I wanted to be a filmmaker so I made films. Sports were pageants for gene staging, I couldn’t talk cars, numbers confused me. The traditional escapes of boys, in short, were closed to me, so I turned to film. Despite my willingness, even eagerness, to give up everything, family and friends, the knack of fitting in, the cinema refused me. One unfortunate film followed another. Naturally, I was not alone in this, all around me artists were bent to the task of the mediocre and inadequate. Years passed. A life threatening illness, permanent and reliable companion, seemed to help for a while, but soon enough I was back to my old habits, plunging into the blind spot certain that every movie would be the last.
Then something miraculous and unexpected happened. I didn’t die. Science produced a cocktail of drugs which promised new years for all those who had won a strange lottery with their birth. In my country, Canada, the sick receive medicine just because we need it. While in Africa, Asia, even in America people are dying each minute, in ever greater numbers, with no end in sight. For the past fifteen years I’ve been HIV positive, and when I discovered I wouldn’t die of it, at least not right away, I was plunged into a deep and enduring depression. With thirty million of us already gone my friends were hard pressed to sympathize. They couldn’t imagine there might be something worse than dying.

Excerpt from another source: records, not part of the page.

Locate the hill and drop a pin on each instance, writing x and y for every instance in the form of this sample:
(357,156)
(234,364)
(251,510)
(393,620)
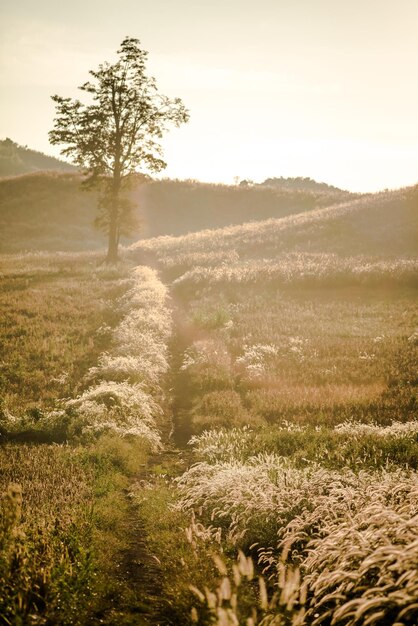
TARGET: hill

And then there was video. A second chance. Here I no longer needed to produce pictures in a world already too filled with them. I could sample and rearrange. It was all I knew after all, this world of pictures, and I tried to follow Lenin’s dictum, that ethics are the aesthetics of the future. This new work was about relationships, ordering and patterns, essays which interrogated the mediascape which surrounded us, asking what kinds of lives they made possible, and what lay on the other side, ignored or repressed, because it could never take shape as an image.

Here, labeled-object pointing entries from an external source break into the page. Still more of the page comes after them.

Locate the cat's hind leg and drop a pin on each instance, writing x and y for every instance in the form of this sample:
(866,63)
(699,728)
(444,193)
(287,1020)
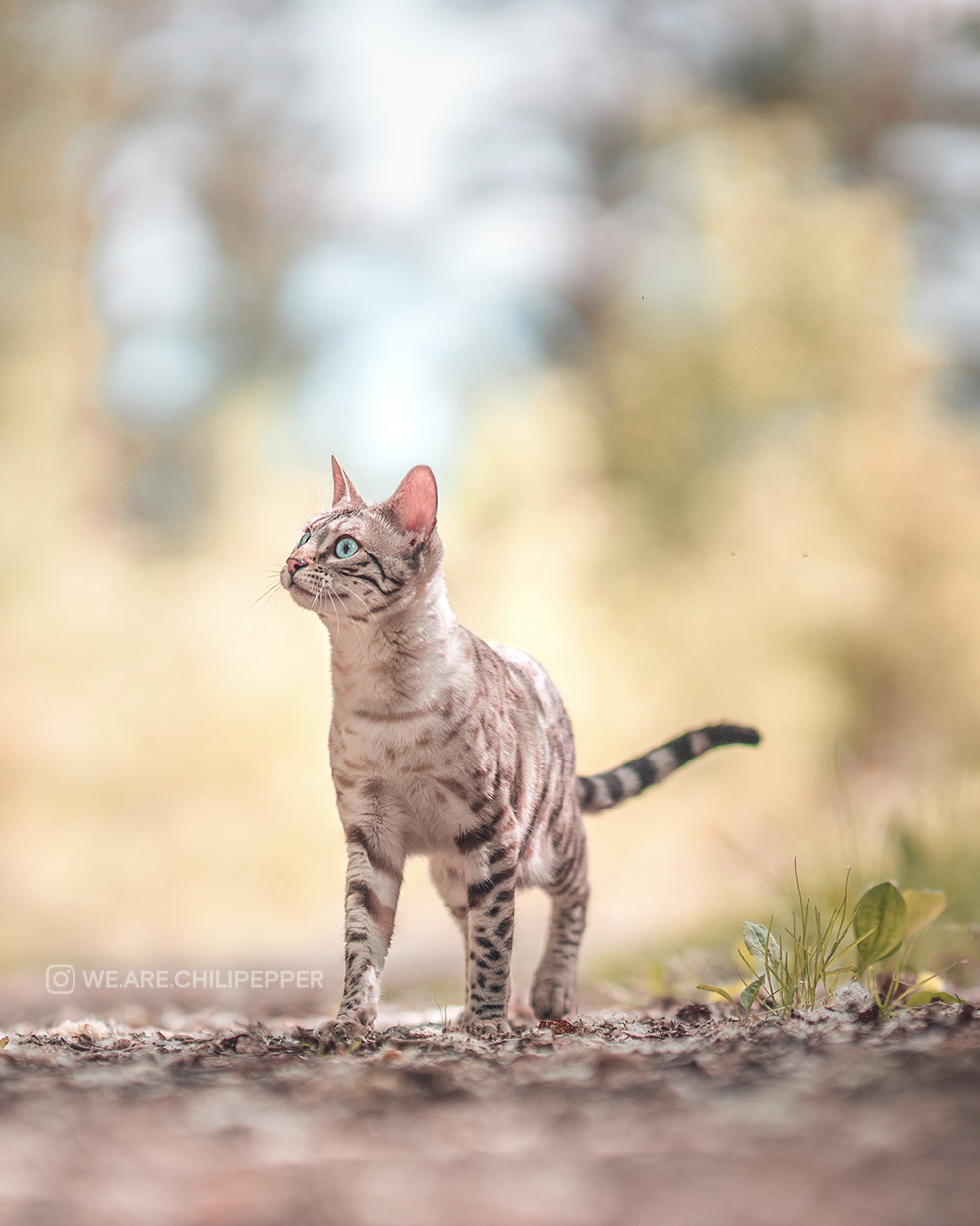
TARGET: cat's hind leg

I try to imagine a moment in Vila do Conde, five hundred years ago, when one would have to travel to see a picture. What a marvel that must have been. The wonder of encounter. These images were invariably produced by the authorities of course, the church or state, so what’s changed? Instead of the king, Leonardo DiCaprio. And in place of the queen, Madonna, who demands, “Express yourself, don’t repress yourself.” So long as you do it this way. Her way. My work, and the work of comrades like Yann, has little to do with unseating royalty. Instead we try to open new roads and possibilities, a chance for those who might need it, a second chance perhaps, in the hope that we could cheat a living death, and find ourselves somewhere else. Close to something like happiness.